♦I♦
Od samego rana, do późnego wieczora siedziałem w teatrze, sprzątając wszystko, co się dało. Od magazynów i garderób, aż po scenę, która była ostatnia na mojej liście. Mimo iż praca szła mi mozolnie, cieszyłem się, że nadal ją miałem.
Jestem Omegą. Czasy gwałtów minęły, lecz wyzyskiwanie nadal trwa. Kobiece omegi, jeszcze jakoś przetrwają, lecz męskie to już całkiem inna bajka. Nie wiem, czemu tak jest, moim zdaniem, człowiek, to człowiek, nieważne kim jest.
Ludzie stali się podli... nie, oni od zawsze tacy byli.
Nie znam swoich rodziców, wychowałem się na ulicy. Bezdomni nauczyli mnie żebrać, dzięki czemu mogłem przeżyć do dziś. Nie chodziłem do szkoły, bo kto widział męską omegę w szkole? To by chyba cały kraj poruszyło jak nie i sąsiadów... Takie życie.
Mimo iż właściciel jest srogi i straszny, to dobry człowiek, w końcu zatrudnił tutaj kogoś takiego jak ja — wyrzutka. Mam szczęście...
Gdy myłem scenę, kątem oka zauważyłem plik kartek, na jednym z krzeseł pierwszego rzędu. Wytarłem ręce w brudny już fartuch i zbiegłem cichutko po schodkach.
Prawda jest taka, że kocham poezję. Kocham sztukę. Chciałbym w którejś kiedyś zagrać, lecz wiem, że jest to aktualnie niemożliwe. Nie mam takich umiejętności... Wiem, jaka jest rzeczywistość...
Przyglądnąłem się tytułowi. Tak, umiałem czytać, ledwo, lecz umiałem.
— Romeo i Julia — wyszeptałem, po czym ucieszony wróciłem na scenę.
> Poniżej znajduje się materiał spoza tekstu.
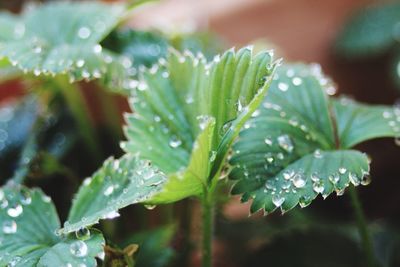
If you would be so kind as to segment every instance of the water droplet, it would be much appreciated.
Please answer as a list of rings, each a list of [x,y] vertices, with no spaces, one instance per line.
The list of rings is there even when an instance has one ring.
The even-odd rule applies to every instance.
[[[329,175],[328,180],[332,183],[332,184],[337,184],[340,180],[340,176],[337,175],[337,173],[333,174],[333,175]]]
[[[355,173],[351,173],[351,172],[349,173],[349,180],[355,186],[360,184],[360,179],[357,177],[357,175]]]
[[[114,192],[114,186],[109,185],[105,190],[104,190],[104,195],[109,196]]]
[[[113,210],[113,211],[110,211],[107,214],[105,214],[102,218],[103,219],[114,219],[119,216],[120,216],[120,214],[117,211]]]
[[[157,206],[156,205],[144,205],[144,207],[148,210],[154,210]]]
[[[14,234],[17,232],[17,223],[15,221],[3,222],[3,233]]]
[[[217,157],[217,152],[212,150],[210,152],[210,162],[213,162],[215,160],[215,158]]]
[[[172,136],[171,139],[169,140],[169,146],[172,148],[177,148],[180,145],[182,145],[182,141],[178,139],[176,136]]]
[[[282,92],[286,92],[289,89],[289,85],[287,85],[286,83],[280,82],[280,83],[278,83],[278,88]]]
[[[81,27],[78,30],[78,36],[81,39],[87,39],[92,34],[92,31],[88,27]]]
[[[310,196],[301,196],[299,199],[299,205],[302,208],[307,207],[311,203],[311,197]]]
[[[284,196],[281,196],[279,194],[276,194],[276,195],[272,196],[272,203],[274,203],[274,205],[276,207],[282,206],[283,202],[285,202],[285,197]]]
[[[7,199],[4,198],[4,199],[0,202],[0,208],[5,209],[5,208],[7,208],[7,206],[8,206],[8,201],[7,201]]]
[[[285,171],[283,173],[283,178],[285,180],[290,180],[294,176],[294,174],[295,174],[294,171]]]
[[[323,157],[323,155],[322,155],[321,150],[317,149],[317,150],[314,151],[314,158],[320,159],[322,157]]]
[[[271,139],[271,137],[265,137],[264,142],[265,142],[267,145],[271,146],[271,145],[272,145],[272,139]]]
[[[86,227],[82,227],[75,232],[75,236],[80,240],[87,240],[90,238],[90,230]]]
[[[303,174],[296,173],[293,177],[293,185],[297,188],[302,188],[306,185],[306,179]]]
[[[253,114],[251,114],[251,117],[252,118],[256,118],[256,117],[258,117],[259,115],[260,115],[260,110],[259,109],[256,109],[254,112],[253,112]]]
[[[17,266],[18,263],[20,263],[22,260],[22,257],[20,256],[15,256],[11,259],[11,261],[8,263],[7,267],[15,267]]]
[[[321,181],[318,181],[318,182],[314,182],[313,183],[313,190],[316,192],[316,193],[322,193],[323,191],[324,191],[324,185],[323,185],[323,183],[321,182]]]
[[[69,246],[69,251],[75,257],[85,257],[88,253],[88,247],[85,242],[78,240]]]
[[[290,137],[288,135],[281,135],[278,136],[277,138],[278,140],[278,144],[281,148],[283,148],[284,150],[286,150],[287,152],[291,153],[294,149],[292,140],[290,139]]]
[[[367,173],[361,178],[361,185],[369,185],[371,183],[371,176]]]
[[[20,216],[22,214],[22,212],[23,212],[23,208],[19,204],[16,204],[15,206],[10,207],[7,210],[8,216],[13,217],[13,218]]]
Odstawiłem wiadro wraz z wodą i szmatą w środku, na bok a sam zająłem centralną część teatru. Zamknąłem oczy i wyobraziłem sobie, zajęte miejsca. Szmer rozmów, przed rozpoczęciem przedstawienia. Tłumy ludzi, oczekujących głównego aktora. Kurtyna, która zasłaniała mnie wraz ze statystami, powoli się odsuwa, ukazując rażące światło reflektorów, które skierowane są wprost na mnie. Wtedy na sali zapada cisza.
Chór odśpiewuje swoją część, następnie wchodzi Samson wraz z Grzegorzem, gdzie odbywają konwersację, by wprowadzić widzów w fabułę. Później kolejni aktorzy, kolejne rozmowy, aż w końcu ja — Romeo, wypowiadam swą kwestię. Przejmuję duszę postaci, któremu poeta nadał charakter.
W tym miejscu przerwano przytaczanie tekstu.